The complaint in this action avers that the plaintiff and defendants entered into an agreement to purchase stock of the International Power Company, with the intent of disposing of the same at a profit, if possible. In furtherance of this agreement, the complaint avers that the defendants furnished the sum of $8,500 and 200 shares of the said stock and the plaintiff furnished $9,200, with which amount the plaintiff purchased and thereafter sold some 700 shares of the said International Power Company's stock. From this transaction the complaint shows that plaintiff now has in his hands a balance of $15,000, which he demands shall be distributed among the parties, but that the defendants refuse to allow plaintiff his share, and have brought an action against him for converting said balance. Judgment is demanded that an accounting be had and that the funds be distributed according to the respective rights of the parties. The demurrer was taken upon two grounds, viz., that the complaint did not state facts sufficient to constitute a cause of action, and that there was another action pending between the same parties for the same cause of action. It may be stated as a general proposition of law that where it appears that a partnership relation or a quasi relation of such character exists between the parties which creates an element of trust in money or property which comes to or remain in the hands of one as trustee for all, an action in equity may be maintained for an accounting at the instance of one of the partners or persons interested, and equally so as to the trustee. ( Marston v. Gould, 69 N.Y. 220; Schantz v. Oakman, 163 id. 148.) The existence, however, of a bare agency to act for another which involves the receipt of money or property is not sufficient upon which to found an equitable action for an accounting by the agent of the money or property so received. ( Marvin v.
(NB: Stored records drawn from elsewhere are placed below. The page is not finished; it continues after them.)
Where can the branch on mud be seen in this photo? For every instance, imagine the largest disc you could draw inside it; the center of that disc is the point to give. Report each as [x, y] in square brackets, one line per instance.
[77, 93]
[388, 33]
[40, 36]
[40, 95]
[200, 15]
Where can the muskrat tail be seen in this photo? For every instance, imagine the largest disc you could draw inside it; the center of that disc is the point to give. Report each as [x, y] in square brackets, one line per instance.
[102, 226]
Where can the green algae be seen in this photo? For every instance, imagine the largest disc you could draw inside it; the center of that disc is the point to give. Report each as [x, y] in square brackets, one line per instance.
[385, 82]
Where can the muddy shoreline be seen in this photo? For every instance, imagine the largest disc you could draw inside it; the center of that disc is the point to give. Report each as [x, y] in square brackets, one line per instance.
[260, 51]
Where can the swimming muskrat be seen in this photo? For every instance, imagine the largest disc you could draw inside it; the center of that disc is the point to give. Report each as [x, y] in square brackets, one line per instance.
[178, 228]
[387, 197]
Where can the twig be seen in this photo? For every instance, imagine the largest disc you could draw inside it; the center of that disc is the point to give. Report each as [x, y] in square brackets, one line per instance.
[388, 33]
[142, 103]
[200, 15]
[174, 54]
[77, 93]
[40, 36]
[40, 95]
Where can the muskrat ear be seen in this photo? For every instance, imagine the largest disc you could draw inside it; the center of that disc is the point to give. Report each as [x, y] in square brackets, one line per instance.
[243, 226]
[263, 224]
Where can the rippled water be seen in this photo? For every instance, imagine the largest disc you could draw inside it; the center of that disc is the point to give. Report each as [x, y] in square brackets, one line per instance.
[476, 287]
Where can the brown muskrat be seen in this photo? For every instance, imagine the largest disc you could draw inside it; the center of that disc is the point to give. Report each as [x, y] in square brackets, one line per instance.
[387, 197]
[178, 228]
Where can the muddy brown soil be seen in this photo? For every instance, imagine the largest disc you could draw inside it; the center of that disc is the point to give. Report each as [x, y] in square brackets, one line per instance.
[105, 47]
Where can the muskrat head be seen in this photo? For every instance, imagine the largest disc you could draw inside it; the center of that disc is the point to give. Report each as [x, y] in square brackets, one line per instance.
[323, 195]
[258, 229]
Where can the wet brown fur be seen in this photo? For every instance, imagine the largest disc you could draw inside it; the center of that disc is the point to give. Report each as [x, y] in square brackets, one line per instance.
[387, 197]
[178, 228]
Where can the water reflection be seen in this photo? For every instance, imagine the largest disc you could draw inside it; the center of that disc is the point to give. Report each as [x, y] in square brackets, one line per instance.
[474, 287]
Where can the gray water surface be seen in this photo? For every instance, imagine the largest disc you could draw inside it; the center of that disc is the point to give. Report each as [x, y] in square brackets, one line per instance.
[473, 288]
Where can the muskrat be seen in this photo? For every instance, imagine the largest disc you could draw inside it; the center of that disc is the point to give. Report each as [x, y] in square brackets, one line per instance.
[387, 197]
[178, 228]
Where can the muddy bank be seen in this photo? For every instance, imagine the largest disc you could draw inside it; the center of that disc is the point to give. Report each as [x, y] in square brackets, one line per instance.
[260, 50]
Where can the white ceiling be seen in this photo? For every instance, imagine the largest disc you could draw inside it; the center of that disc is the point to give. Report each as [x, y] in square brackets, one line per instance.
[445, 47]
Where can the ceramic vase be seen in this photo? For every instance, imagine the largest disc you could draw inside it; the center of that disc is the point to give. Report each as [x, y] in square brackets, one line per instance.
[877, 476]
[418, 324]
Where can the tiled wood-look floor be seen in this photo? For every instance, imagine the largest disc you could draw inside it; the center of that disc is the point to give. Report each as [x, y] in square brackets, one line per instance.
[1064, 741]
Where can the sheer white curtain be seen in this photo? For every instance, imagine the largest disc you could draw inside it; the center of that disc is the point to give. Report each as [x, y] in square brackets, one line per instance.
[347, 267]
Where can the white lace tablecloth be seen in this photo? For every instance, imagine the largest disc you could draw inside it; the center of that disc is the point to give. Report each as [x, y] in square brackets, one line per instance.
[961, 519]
Brooks, 94 N.Y. 71; Abbey v. Wheeler, 85 Hun, 226.) Before an equitable action, therefore, can be maintained by the person into whose hands has come money or property, a joint adventure creating at least the elements of a partnership relation must exist, under which the person seeking to maintain the action occupies to the other parties thereto a fiduciary relation as trustee.
The nearest approach in this complaint, however, to an averment that would authorize the interposition of equity is a possible inference of a joint adventure. Beyond this, there is nothing in the complaint which shows a right thereto. There is no averment in terms that the transaction was a joint adventure for the account of all, nor that a partnership or other relation of trust and confidence existed, except such as would arise out of a naked agency. Taking the complaint as a whole, its statements are quite as consistent with the fact that the plaintiff acted as the agent of the defendants as with the conclusion that he was a party to a joint adventure. The pleader seems to have carefully avoided making averment in terms of any of the matters which enable a court of equity to take jurisdiction of the action. We think that, in the absence of facts from which a necessary inference would arise authorizing the maintenance of an equitable action, the complaint is not sufficient. The inference of mere agency is quite as strong as is that of any other character, and for that reason we think the pleading fails to certainly aver the essential facts necessary to invoke the aid of a court of equity. When a pleading is susceptible of two meanings, upon a material fact, the one most unfavorable to the pleader must be taken. ( Clark v. Dillon, 97 N.Y. 370.) This rule finds pertinent application in this case. The statement of the complaint that an action is pending, which denies right in the plaintiff to participate in the money held by him, adds to the strength of the conclusion we have reached, as its tendency is to show the interpretation which has been placed by the defendants upon the character of the transaction, and the plaintiff's allegations do not make a different case. The most that can be said of this complaint is that it has come up to the border line of essential averment but has failed to cross it.
We think, however, that the judgment below is erroneous in dismissing the complaint and rendering final judgment. The plaintiff should have leave to plead over.
The judgment should, therefore, be modified by sustaining the demurrer, with costs, with leave to the plaintiff to plead over within twenty days on the payment of costs of this appeal and in the court below.
VAN BRUNT, P.J., PATTERSON, INGRAHAM and LAUGHLIN, JJ., concurred.
Judgment modified by sustaining the demurrer, with costs, with leave to plaintiff to plead over in twenty days on payment of costs in this court and in the court below.